I will be the first to admit that the ending to the novel is a little underwhelming. Upon putting the book back onto my shelf, I wondered why I’d spent all the days and weeks devoting myself to being truly immersed in each line that Stoker had crafted for what… a happily ever after? But after closer inspection, the book isn’t beautiful because of how it concludes but how it makes you feel, how it captures you and how eloquently Stoker was able to infiltrate to story with an abundance of techniques, tropes and secrets; these are inevitably what Stoker had been best at.

In letters to one of his adorations in the literary world, Walt Whitman, he had openly expressed how talented he was at detachment and valued his secrecy dearly to him.
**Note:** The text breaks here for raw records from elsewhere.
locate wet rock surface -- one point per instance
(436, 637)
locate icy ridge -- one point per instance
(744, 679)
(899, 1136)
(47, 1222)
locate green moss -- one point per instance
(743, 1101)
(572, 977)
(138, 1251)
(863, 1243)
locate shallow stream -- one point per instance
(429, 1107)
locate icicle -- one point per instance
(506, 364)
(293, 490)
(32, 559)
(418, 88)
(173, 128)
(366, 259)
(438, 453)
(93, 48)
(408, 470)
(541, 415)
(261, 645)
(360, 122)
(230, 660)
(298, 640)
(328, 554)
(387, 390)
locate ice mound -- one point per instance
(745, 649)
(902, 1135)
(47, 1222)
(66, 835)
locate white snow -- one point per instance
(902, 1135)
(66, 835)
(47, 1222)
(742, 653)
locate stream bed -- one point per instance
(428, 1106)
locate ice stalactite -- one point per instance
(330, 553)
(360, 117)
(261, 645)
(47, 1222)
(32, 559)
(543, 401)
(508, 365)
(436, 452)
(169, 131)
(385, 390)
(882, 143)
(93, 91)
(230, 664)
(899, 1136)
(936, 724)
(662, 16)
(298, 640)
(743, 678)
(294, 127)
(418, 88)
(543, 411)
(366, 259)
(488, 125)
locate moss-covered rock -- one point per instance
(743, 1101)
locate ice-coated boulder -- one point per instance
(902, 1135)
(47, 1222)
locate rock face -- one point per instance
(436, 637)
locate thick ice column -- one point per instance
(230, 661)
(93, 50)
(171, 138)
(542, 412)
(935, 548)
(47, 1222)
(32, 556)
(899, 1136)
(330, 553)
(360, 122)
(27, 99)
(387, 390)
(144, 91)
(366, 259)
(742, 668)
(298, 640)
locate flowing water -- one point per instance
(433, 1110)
The magic of the novel is how Bram Stoker was able to intertwine this within his pages and not just blatantly, through the secrets that the characters arouse regarding the supernatural, but through the ability to provoke questions from his fans and readers over a century later. These queries being that of who Bram Stoker really was – did he see Johnathon Harker as himself? An oppressed man in the walls of a castle with nothing but his pen and journal, whom is later caught in a love triangle with his dearest Mina and the dark, illusive Count Dracula. Was this representative of how Stoker saw himself and his love life? He did, after all, propose to Oscar Wilde’s girlfriend and marry her.

From ancient folklore to the modern day, vampires can be found almost everywhere that you attempt to search for them; they are never-ending, and their stories are countless. However, Dracula is arguably a phenomenon and the beginning of a timeless fascination, meaning that the extrinsic value of the novel as a piece of literature is priceless.

Bram Stoker’s Dracula thoroughly shocked me, and I am sure that many other tales from the Gothic genre will too. Following my procrastination of reading this book for an unthinkable amount of time under the basis that I believed I already knew the tale, I was proved wrong. There is so much more to the story of Dracula and Stoker shows no mercy for the evil acts that he commits – but the book is also a reflection of the author himself and you could argue that the story of his character and how it’s hidden within his writing is a much more valuable story.